Comparative analysis of root trabscriptome reveals candidate genes and expression divergence of homeologs in response to drought stress in wheat

Crops with a larger root system have an increased ability to absorb water and nutrients under water deficit condition. To unravel the molecular mechanism of drought induced root growth response, we performed RNA-Seq analysis of two wheat genotypes, Colotana 296-52 (Col) and Tincurrin (Tin) with contrasting root growth, under PEG treatment for 6 h. A total of 3,692 differentially expressed genes (DEGs) were specifically upregulated in drought-tolerant Col under PEG exposure relative to control (CK) treatment. Functional enrichment analyses revealed that GO terms such as generation of precursor metabolites and energy, oxidative phosphorylation, oxidation reduction, and KEGG pathways including oxidative phosphorylation, metabolic pathways and glutathione metabolism were the highly enriched terms among upregulated DEGs in Col, which may mediate root growth mechanism. We observed that DEGs related to glycolysis, proline biosynthesis, ethylene production, auxin transport, several transcription factors (TFs) and stress protection enzymes were among upregulated DEGs in Col roots, which was in consistent with functional enrichment analyses.
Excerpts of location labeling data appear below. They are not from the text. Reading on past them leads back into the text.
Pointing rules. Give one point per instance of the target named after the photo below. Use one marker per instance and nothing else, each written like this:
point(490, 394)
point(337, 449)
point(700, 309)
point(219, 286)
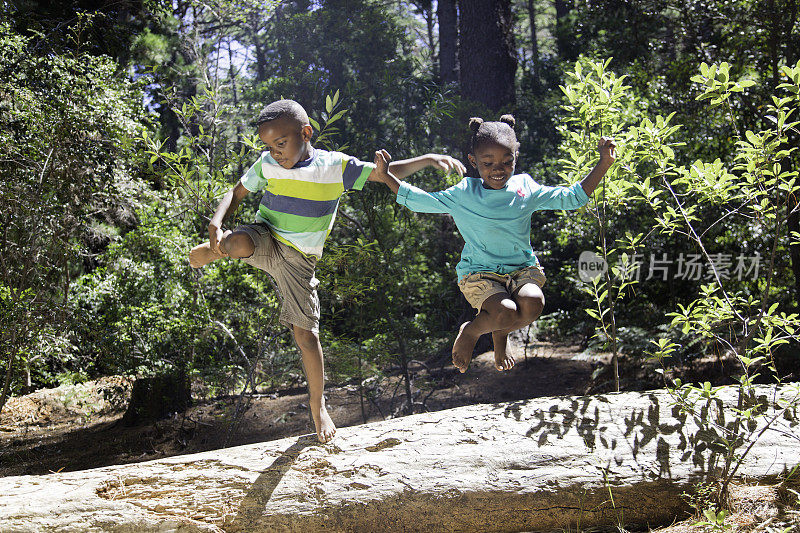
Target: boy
point(303, 185)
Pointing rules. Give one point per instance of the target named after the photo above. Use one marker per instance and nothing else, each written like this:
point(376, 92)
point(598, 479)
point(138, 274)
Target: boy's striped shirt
point(300, 203)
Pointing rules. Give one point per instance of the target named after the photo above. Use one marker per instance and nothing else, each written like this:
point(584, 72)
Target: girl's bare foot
point(202, 254)
point(462, 348)
point(502, 360)
point(322, 422)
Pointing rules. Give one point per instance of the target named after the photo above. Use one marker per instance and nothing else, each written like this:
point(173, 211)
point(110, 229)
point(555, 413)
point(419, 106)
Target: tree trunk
point(487, 57)
point(534, 48)
point(620, 461)
point(564, 38)
point(448, 41)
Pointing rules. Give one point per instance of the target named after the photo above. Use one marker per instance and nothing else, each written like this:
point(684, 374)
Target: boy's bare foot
point(502, 359)
point(322, 422)
point(462, 348)
point(202, 254)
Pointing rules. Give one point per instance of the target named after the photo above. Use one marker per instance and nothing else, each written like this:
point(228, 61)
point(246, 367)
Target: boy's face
point(286, 140)
point(495, 163)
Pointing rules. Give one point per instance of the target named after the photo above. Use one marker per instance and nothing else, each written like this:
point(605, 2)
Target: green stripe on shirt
point(295, 223)
point(304, 189)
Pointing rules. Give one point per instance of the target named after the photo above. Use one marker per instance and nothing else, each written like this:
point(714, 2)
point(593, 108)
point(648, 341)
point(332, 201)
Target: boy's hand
point(214, 236)
point(447, 163)
point(607, 149)
point(382, 159)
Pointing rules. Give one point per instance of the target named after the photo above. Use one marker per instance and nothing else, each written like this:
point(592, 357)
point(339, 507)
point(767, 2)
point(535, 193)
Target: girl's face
point(495, 163)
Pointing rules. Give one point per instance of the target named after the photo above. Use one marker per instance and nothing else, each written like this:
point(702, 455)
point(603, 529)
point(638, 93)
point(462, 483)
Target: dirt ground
point(79, 427)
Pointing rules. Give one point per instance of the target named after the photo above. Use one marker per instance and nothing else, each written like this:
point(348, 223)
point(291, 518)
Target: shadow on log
point(560, 463)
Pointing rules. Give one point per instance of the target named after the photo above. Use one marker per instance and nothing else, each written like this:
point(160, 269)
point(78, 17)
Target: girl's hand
point(382, 159)
point(447, 163)
point(607, 149)
point(214, 236)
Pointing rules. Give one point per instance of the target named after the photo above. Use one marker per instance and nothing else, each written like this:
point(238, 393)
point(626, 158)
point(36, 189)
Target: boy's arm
point(608, 154)
point(382, 172)
point(227, 206)
point(412, 197)
point(405, 167)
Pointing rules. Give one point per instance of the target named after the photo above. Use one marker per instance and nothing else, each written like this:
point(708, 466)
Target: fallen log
point(534, 465)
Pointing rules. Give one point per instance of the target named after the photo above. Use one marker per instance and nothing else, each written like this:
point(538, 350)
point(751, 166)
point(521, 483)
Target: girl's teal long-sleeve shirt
point(495, 223)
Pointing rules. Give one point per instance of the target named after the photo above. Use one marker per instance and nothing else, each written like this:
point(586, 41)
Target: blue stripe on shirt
point(299, 206)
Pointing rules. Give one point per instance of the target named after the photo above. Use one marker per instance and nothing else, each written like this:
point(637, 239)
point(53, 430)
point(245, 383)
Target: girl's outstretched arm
point(412, 197)
point(382, 172)
point(608, 154)
point(405, 167)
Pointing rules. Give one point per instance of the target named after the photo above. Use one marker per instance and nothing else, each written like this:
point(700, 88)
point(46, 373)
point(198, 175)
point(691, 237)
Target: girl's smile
point(495, 163)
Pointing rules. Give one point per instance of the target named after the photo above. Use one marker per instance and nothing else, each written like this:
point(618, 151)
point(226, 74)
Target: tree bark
point(534, 48)
point(563, 38)
point(448, 41)
point(487, 55)
point(562, 463)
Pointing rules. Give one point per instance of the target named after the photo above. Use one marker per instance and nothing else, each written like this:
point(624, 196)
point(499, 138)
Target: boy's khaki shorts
point(478, 286)
point(293, 273)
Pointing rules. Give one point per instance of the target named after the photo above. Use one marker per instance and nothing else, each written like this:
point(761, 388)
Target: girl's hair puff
point(500, 132)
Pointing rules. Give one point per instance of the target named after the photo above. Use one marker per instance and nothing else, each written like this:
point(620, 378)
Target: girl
point(498, 272)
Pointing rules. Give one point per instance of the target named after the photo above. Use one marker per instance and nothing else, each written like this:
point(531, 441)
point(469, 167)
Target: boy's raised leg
point(236, 244)
point(502, 359)
point(313, 365)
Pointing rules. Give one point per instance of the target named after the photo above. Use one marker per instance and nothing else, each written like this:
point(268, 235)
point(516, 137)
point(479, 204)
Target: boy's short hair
point(282, 108)
point(500, 132)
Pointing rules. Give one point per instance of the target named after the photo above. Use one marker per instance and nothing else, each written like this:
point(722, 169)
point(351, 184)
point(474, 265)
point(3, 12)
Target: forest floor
point(79, 427)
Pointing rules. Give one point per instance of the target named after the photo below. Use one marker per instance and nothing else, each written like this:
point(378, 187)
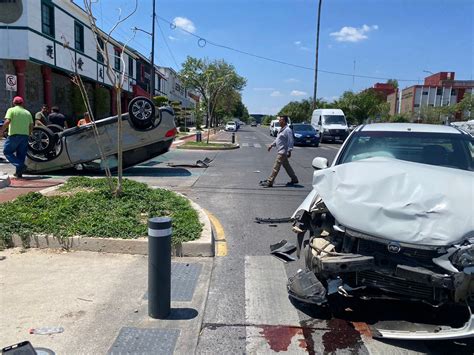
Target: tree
point(116, 78)
point(210, 79)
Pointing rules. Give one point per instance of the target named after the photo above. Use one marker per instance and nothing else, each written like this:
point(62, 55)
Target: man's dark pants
point(15, 149)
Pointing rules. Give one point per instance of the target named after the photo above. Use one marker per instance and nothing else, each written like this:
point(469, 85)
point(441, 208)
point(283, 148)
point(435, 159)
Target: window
point(117, 59)
point(79, 36)
point(100, 57)
point(130, 66)
point(47, 18)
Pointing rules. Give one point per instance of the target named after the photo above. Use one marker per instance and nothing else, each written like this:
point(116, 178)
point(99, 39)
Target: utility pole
point(152, 82)
point(317, 54)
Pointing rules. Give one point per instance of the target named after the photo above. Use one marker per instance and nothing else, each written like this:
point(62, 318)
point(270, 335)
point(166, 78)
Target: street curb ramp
point(202, 247)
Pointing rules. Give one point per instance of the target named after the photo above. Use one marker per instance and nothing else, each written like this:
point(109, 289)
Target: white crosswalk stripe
point(267, 305)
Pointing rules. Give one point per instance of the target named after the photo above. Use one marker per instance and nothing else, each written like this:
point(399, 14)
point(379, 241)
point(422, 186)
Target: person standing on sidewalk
point(20, 124)
point(284, 144)
point(41, 117)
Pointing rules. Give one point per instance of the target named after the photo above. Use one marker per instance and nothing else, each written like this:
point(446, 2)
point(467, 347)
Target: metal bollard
point(159, 267)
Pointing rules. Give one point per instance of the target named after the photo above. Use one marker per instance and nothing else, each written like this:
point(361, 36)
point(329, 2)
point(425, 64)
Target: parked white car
point(392, 218)
point(231, 126)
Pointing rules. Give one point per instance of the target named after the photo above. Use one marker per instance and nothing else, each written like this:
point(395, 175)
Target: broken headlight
point(464, 257)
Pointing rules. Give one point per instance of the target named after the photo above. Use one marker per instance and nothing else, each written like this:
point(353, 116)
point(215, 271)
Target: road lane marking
point(272, 322)
point(219, 238)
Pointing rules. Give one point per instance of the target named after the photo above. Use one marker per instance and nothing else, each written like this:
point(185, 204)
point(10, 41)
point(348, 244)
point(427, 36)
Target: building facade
point(44, 42)
point(439, 89)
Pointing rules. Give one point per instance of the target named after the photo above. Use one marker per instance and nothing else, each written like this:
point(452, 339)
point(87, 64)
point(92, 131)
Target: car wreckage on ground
point(384, 228)
point(148, 131)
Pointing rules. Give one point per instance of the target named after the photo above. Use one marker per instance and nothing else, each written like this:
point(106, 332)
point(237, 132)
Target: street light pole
point(152, 85)
point(317, 54)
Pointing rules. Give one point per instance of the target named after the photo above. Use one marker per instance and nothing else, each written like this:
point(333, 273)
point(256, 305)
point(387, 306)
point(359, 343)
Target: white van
point(331, 124)
point(275, 127)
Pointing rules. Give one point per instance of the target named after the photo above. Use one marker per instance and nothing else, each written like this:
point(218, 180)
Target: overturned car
point(147, 131)
point(382, 226)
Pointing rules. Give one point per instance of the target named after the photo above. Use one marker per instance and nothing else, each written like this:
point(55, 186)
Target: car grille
point(409, 256)
point(394, 284)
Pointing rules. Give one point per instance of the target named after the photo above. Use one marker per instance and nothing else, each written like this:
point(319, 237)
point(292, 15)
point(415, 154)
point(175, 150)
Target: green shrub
point(87, 208)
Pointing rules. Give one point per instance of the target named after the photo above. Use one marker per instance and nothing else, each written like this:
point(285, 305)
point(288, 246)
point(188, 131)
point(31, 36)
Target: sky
point(398, 39)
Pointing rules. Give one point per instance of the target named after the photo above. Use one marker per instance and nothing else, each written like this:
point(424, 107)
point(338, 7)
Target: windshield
point(334, 120)
point(303, 128)
point(449, 150)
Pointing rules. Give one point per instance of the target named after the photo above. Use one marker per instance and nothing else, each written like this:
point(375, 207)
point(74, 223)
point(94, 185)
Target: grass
point(85, 207)
point(204, 145)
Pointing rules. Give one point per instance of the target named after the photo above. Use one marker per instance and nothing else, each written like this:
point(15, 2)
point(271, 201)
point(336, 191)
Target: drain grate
point(144, 341)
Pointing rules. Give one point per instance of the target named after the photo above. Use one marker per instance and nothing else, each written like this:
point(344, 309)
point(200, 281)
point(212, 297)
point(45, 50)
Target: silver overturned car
point(392, 218)
point(148, 131)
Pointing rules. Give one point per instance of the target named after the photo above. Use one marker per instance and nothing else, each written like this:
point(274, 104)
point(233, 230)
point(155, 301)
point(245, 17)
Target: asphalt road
point(248, 286)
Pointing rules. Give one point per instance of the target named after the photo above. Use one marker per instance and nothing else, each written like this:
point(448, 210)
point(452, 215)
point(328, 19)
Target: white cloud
point(185, 24)
point(353, 34)
point(263, 89)
point(298, 93)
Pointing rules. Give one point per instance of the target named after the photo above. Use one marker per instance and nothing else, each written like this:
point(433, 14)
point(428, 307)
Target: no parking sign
point(10, 81)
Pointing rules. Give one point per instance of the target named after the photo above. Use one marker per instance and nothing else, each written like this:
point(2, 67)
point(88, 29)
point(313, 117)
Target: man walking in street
point(20, 124)
point(284, 144)
point(56, 117)
point(41, 117)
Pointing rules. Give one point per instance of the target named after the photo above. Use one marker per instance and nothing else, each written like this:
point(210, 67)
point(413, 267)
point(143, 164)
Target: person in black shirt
point(56, 117)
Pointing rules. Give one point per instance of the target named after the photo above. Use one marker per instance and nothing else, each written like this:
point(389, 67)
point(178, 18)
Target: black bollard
point(159, 267)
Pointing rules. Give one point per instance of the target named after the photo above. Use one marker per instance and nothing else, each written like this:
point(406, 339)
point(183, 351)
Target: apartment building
point(45, 41)
point(440, 89)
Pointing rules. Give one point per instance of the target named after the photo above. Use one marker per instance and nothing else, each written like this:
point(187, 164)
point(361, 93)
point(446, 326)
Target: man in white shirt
point(284, 144)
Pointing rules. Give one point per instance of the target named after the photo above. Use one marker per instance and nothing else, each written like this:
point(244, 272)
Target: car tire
point(142, 113)
point(41, 140)
point(55, 128)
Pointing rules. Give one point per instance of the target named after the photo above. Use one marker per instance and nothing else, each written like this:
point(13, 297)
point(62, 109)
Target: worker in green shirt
point(20, 124)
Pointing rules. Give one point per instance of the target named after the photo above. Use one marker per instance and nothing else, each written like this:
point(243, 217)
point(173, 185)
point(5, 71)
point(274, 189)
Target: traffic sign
point(10, 81)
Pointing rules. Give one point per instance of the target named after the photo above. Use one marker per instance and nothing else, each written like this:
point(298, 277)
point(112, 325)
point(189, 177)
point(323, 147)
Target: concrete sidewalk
point(100, 300)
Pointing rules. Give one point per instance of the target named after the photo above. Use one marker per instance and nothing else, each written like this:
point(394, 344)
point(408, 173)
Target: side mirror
point(320, 163)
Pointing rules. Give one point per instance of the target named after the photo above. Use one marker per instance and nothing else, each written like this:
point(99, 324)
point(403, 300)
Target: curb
point(4, 180)
point(202, 247)
point(231, 146)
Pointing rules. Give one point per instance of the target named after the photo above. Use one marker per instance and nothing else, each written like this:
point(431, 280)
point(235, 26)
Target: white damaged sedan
point(392, 218)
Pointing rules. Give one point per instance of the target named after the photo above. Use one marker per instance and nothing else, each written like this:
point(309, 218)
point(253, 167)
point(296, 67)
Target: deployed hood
point(398, 200)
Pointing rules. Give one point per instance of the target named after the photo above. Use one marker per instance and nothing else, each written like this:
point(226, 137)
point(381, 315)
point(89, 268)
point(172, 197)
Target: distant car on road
point(147, 132)
point(391, 218)
point(231, 126)
point(305, 134)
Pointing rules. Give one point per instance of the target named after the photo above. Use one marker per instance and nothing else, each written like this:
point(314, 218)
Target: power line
point(202, 42)
point(167, 46)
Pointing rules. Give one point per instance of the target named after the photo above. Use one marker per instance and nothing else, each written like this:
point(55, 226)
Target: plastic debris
point(46, 330)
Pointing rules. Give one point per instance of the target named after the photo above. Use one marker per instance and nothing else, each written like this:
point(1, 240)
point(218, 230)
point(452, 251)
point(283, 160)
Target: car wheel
point(41, 140)
point(141, 113)
point(55, 128)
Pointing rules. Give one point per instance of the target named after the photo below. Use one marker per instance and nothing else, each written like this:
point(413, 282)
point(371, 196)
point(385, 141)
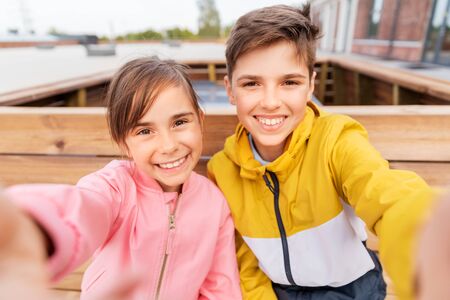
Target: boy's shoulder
point(330, 125)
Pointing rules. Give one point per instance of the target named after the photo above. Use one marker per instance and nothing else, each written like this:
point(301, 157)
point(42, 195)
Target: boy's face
point(167, 141)
point(270, 87)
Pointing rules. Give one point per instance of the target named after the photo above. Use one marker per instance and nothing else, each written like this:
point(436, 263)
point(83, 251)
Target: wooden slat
point(398, 134)
point(16, 169)
point(55, 131)
point(65, 295)
point(439, 88)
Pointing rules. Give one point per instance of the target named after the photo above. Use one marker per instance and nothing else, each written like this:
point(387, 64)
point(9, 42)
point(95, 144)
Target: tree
point(177, 33)
point(209, 20)
point(144, 35)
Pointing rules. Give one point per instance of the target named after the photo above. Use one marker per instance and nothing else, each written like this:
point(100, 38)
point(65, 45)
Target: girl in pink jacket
point(151, 214)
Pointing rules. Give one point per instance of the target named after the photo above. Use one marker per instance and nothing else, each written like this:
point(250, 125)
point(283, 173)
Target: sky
point(116, 17)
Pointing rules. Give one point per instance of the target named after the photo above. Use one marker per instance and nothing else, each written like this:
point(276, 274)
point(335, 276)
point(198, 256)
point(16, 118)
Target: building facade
point(410, 30)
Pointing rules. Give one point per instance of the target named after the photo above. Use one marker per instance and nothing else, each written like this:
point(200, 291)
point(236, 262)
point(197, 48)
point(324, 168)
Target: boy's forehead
point(281, 56)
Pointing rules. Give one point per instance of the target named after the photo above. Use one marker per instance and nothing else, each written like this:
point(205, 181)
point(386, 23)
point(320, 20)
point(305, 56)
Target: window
point(374, 18)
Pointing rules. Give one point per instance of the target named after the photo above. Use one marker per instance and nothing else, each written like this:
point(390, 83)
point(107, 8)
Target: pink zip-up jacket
point(183, 245)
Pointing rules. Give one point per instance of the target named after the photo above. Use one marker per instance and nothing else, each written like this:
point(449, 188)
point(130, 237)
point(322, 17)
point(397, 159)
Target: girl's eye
point(144, 131)
point(291, 82)
point(249, 84)
point(180, 122)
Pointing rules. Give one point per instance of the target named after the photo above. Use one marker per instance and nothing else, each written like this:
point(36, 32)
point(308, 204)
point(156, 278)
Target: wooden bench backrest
point(59, 145)
point(63, 144)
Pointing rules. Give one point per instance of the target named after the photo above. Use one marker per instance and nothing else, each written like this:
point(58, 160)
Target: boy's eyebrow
point(176, 116)
point(294, 75)
point(285, 76)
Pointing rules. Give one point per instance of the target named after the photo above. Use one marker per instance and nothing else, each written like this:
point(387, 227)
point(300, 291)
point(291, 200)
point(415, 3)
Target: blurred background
point(371, 52)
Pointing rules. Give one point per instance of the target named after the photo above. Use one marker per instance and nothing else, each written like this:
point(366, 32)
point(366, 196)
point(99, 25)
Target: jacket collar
point(238, 149)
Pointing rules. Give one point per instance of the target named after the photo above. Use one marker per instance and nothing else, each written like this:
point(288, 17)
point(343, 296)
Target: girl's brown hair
point(134, 88)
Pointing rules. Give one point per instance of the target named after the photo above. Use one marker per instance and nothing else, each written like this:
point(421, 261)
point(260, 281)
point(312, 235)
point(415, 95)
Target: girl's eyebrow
point(293, 75)
point(249, 77)
point(174, 117)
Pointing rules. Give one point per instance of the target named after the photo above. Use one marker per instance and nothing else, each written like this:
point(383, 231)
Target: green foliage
point(209, 19)
point(177, 33)
point(140, 36)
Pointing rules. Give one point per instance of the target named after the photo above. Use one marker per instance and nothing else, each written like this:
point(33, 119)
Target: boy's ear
point(311, 86)
point(229, 90)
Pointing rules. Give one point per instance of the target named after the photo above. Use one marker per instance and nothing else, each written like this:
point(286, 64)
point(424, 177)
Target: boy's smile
point(270, 87)
point(167, 142)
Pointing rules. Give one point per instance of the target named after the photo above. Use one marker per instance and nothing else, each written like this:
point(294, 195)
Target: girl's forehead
point(169, 102)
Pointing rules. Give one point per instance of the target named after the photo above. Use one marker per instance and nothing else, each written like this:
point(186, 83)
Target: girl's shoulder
point(202, 186)
point(116, 172)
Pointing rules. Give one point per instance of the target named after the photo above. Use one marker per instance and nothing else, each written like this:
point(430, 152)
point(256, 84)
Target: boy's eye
point(179, 122)
point(144, 131)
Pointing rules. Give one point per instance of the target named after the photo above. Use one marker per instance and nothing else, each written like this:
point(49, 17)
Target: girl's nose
point(167, 143)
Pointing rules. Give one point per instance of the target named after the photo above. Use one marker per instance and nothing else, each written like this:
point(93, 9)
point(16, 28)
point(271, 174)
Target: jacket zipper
point(275, 189)
point(170, 236)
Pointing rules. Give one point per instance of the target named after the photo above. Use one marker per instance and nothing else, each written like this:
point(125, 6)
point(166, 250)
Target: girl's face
point(166, 144)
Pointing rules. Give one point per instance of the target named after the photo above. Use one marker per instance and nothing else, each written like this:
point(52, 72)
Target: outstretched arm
point(222, 281)
point(433, 260)
point(23, 273)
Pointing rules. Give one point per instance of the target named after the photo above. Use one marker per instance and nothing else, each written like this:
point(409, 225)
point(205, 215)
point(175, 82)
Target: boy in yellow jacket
point(296, 177)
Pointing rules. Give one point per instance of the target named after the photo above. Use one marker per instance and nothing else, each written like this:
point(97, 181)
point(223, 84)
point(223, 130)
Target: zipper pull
point(171, 234)
point(171, 222)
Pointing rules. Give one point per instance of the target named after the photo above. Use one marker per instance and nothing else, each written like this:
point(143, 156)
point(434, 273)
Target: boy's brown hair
point(266, 26)
point(134, 88)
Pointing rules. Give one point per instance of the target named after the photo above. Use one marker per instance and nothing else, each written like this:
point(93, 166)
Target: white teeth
point(173, 164)
point(270, 122)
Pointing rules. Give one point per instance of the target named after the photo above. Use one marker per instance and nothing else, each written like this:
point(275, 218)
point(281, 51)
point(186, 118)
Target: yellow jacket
point(327, 164)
The variant calling between Col and Tin detected 15,207 SNPs and InDels, which may affect protein function and mediate contrasting root length phenotype between two genotypes. Finally, the expression patterns of five Triads containing at least one candidate gene in response to heat, cold and salt stresses were analyzed by using qRT-PCR. Relative mRNA abundance of the Triads varied considerably under different abiotic stresses. Most notably, the B-homeolog of Triad-38844 was upregulated under heat and cold stresses but it was downregulated under salt stress in both genotypes. Our results provide further evidence for the expression variation of genes duplicated in allopolyploids. Moreover, the variation of homoeologous gene expression in response to environmental stresses may enable plants to better cope with stresses in their natural environments.